My husband took my kids to the snow Wednesday this week while I stayed and watched the store. I got to hear about what a wonderful time they all had. My youngest told me story after story. And I started feeling sad. I miss them. CFS has slowly but surely taken away my family outings, because I'm just not up to all day events. Or even half day events, or events longer than an hour. We went to dinner at my sister in law's the other day, and it has taken me almost two weeks to recuperate. My kids are now a lot like I was back in the day (minus the fighting, thankfully). They play together and with friends. They hover sometimes, like they would like me to do something with them, but I'm at a loss. When I didn't have a friend in the world, they were my best friends. And now, somehow, they are not.

I miss my kids.

Who knew that I would some day look back on that dark period in my life and feel gratitude and fondness for it.


Sue Jackson said...

I know just what you mean, Shelli. I also mourn the things I can no longer do with my family: amusement parks, museums, water you said, any activity requiring more than about an hour on my feet.

I've also come to recognize something else, though. Some of the reason behind spending less time with my kids is simply that they're growing up. As they've gotten older, they've wanted to spend more and more time with friends, and I've had to accept that that is normal and good. We still have dinner together every night as a family, sometimes play games or watch movies together, and thoroughly enjoy our family vacations and camping weekends. So, I've had to adjust my expectations somewhat - both for CFS and for growing up.

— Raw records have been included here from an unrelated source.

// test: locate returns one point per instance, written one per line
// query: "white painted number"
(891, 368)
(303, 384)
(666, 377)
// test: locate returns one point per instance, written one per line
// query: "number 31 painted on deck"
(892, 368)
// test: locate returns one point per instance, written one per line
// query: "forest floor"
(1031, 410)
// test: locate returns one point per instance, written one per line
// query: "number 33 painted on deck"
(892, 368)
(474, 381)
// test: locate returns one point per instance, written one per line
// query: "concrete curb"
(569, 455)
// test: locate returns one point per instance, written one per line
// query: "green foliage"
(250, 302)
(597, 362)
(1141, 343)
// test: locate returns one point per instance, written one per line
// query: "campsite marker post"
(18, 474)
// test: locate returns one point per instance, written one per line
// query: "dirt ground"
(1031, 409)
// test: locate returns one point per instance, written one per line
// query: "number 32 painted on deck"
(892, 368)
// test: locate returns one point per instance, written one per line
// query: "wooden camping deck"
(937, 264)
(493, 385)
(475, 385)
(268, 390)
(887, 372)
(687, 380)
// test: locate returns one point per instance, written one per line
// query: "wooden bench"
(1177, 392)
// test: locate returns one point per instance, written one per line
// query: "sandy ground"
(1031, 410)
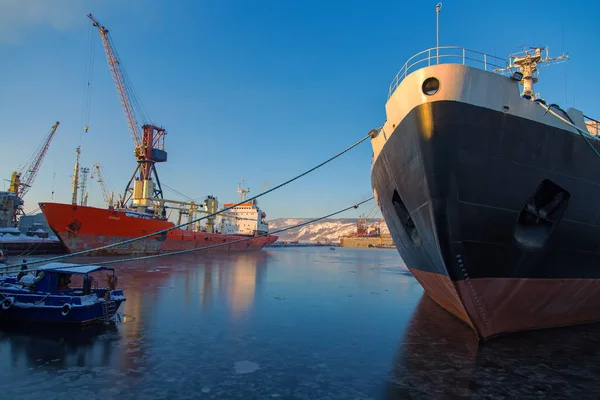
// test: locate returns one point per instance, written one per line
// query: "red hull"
(84, 228)
(494, 306)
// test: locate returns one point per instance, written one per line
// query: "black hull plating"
(452, 183)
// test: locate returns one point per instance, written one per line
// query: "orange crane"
(108, 196)
(149, 145)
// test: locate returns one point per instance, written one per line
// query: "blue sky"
(259, 89)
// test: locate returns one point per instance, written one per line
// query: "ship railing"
(592, 125)
(448, 55)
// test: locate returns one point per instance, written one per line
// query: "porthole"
(430, 86)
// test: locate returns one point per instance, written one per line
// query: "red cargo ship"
(84, 228)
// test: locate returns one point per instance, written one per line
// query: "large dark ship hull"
(497, 216)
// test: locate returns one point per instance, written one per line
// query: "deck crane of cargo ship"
(148, 146)
(21, 181)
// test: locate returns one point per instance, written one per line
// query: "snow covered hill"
(325, 231)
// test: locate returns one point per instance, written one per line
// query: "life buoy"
(66, 309)
(111, 281)
(7, 303)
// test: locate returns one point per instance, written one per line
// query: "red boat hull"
(84, 228)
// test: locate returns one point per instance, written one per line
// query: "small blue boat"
(44, 296)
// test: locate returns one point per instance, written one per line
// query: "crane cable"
(570, 122)
(312, 221)
(372, 134)
(87, 93)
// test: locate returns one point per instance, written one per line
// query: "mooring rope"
(312, 221)
(371, 134)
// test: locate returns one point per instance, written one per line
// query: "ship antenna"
(438, 7)
(243, 192)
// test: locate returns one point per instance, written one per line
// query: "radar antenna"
(526, 63)
(243, 192)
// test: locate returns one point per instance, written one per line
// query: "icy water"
(290, 323)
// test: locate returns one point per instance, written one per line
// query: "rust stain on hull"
(495, 306)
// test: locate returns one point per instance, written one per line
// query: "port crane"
(108, 196)
(20, 182)
(363, 225)
(149, 142)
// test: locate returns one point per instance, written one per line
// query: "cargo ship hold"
(83, 228)
(143, 209)
(491, 195)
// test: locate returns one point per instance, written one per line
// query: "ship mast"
(526, 62)
(76, 177)
(243, 192)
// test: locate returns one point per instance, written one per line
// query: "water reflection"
(439, 357)
(58, 348)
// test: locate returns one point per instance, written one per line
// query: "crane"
(108, 196)
(362, 224)
(524, 65)
(149, 143)
(20, 182)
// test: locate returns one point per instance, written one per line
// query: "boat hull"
(84, 228)
(453, 182)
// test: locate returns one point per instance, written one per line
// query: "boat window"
(540, 215)
(405, 219)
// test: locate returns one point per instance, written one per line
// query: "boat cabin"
(57, 278)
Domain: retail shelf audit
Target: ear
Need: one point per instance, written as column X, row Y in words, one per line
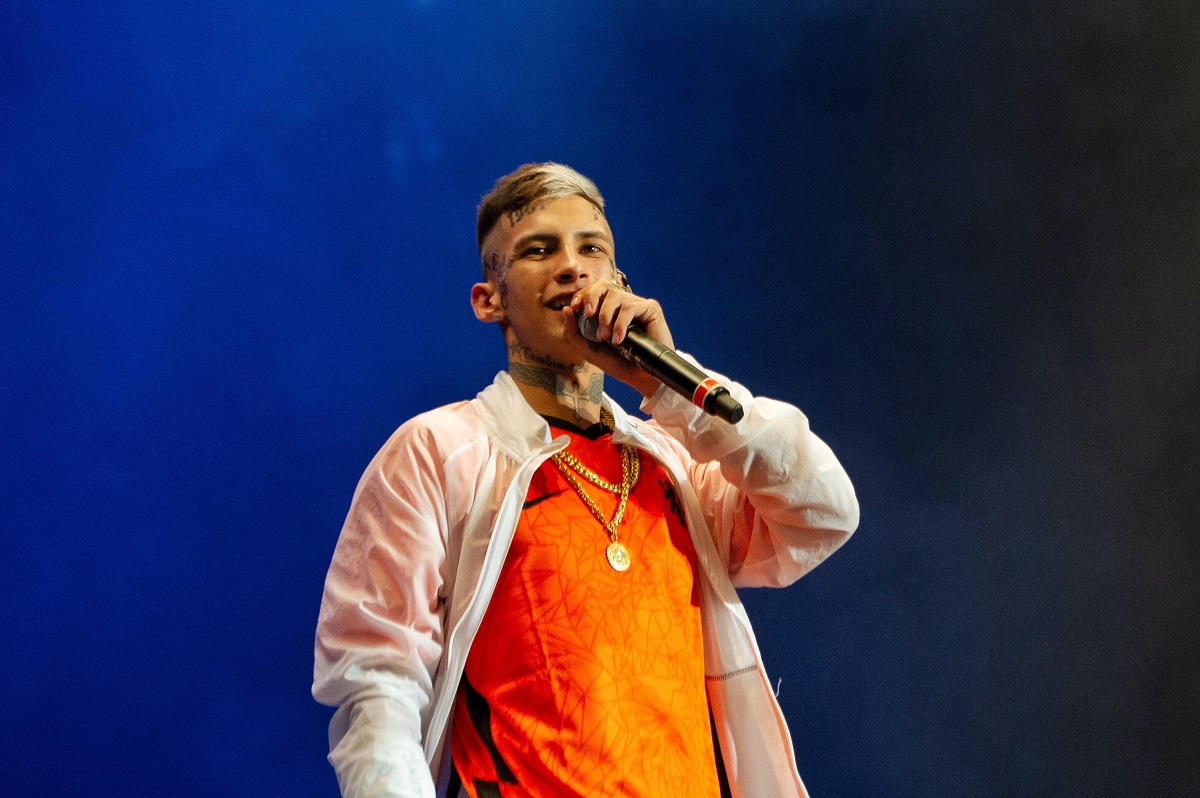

Why not surprise your kids this weekend and ask if they want to play a board game with you or work on a jigsaw puzzle or watch a movie? There are still lots of ways you can fun with your kids; it just takes a little adjustment.

Have a great weekend!


Lori P said...

I agree with Sue. When I read your post I was thinking of all the things you HAVE done. Wow! Your kids treasure that and, I'm sure, understand why you aren't able to do the same things that you used to do.

Boy can I relate to the "Job" comparisons. We've been through a difficult three years and I tell people I'm feeling quite Job-ish.

Hang in there.

Paula said...

I used to be such an active mom with my son. Right down to playing hockey goalie in the driveway and yelling at the refs during his games. It has changed a lot, but so has he. He is a teenager now and like Sue said, he is out running around with friends and enjoying life as much he can. We really have to re-invent ourselves and our relationships and with that comes new opportunities that we were never aware of before getting sick. Life can morph and it can be very scary and upsetting, but in the end we adjust and can find a happy, rewarding place.